The collaboration, which involves Pfizer, AstraZeneca, Eli Lilly and Roche among others, will bring together data on 67 trials on 11 licensed drugs and will make up the largest database of clinical trial data in psychiatric research, according to the project’s leaders.

“We have learnt a lot of brain science in the last 30 years … and the expectation is that this knowledge would automatically and quickly translate into new medications,” said Shitij Kapur of the Institute of Psychiatry at King’s College London, a leaders of the project called Novel Methods leading to New Medications in Depression and Schizophrenia, or NEWMEDS.

“But that is where the track record has been a little disappointing.”

Kapur said the aim of NEWMEDS was for scientific researchers and drug companies to learn from past experience and devise ways to speed up and simplify the process of getting a potential drug candidate through clinical trials and onto the market.

“Hopefully, this will be one step that will help reverse the drought of new medications in psychiatry,” he said.

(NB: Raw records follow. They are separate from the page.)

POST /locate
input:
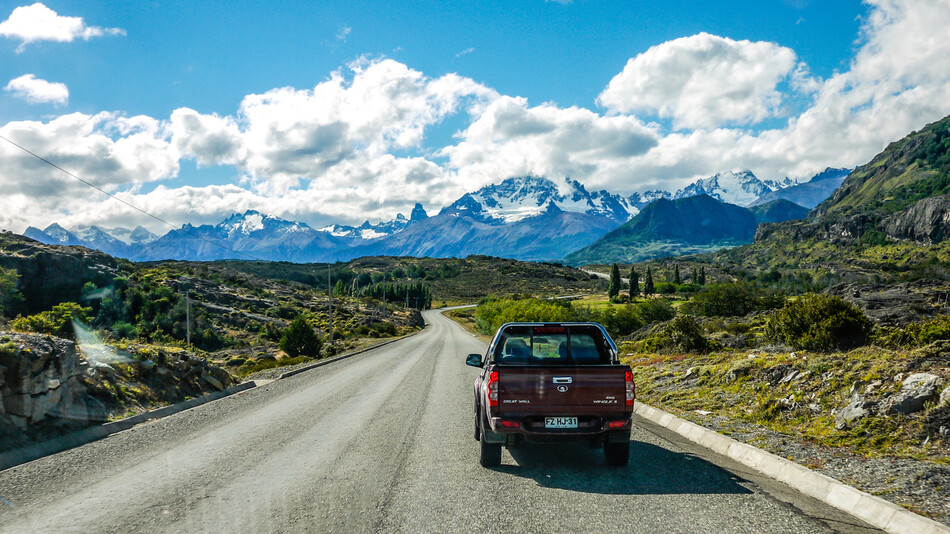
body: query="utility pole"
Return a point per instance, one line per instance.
(188, 317)
(330, 295)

One barrier to development has been competition between rival companies, he said, while another has been the limited exchange of science across the industry-academic divide.

SHARING DATA

In a statement NEWMEDS pointed to three bottlenecks in drug discovery for psychiatric disorders, including a lack of accurate animal models for experimentation, a lack of tools and tests in healthy volunteers to give early indications of whether drugs might work, and reliance on clinical trial methodology that has remained virtually unchanged for 50 years.

The drug firms involved will not disclose information about experimental drugs they are developing but will share data on drugs that have already won approval to be marketed.

Eli Lilly, for example, will share data from trials of its schizophrenia drug Risperdal, or risperidone, while AstraZeneca will open up its archives on Seroquel, or quetiapine.

“For 50 years we have been doing trials the same way — with a standard placebo or active control, for four to six weeks and using the same statistical approaches,” said Jonathan Rabinowitz of Bar Ilan University in Israel, who will lead analysis of the schizophrenia data for the NEWMEDS project.

“By bringing together this large dataset … we will be able to identify if trials could be smaller, faster and can decrease exposure of patients to experimental medications.”

Academic institutions involved include Sweden’s Karolinska Institute, Britain’s Cambridge and Manchester universities, the Spanish National Research Council and Germany’s Central Institute of Mental Health.

The other drugmakers are Johnson & Johnson’s unit Janssen Pharmaceutica, Lundbeck, Novartis, Orion and privately-owned Servier.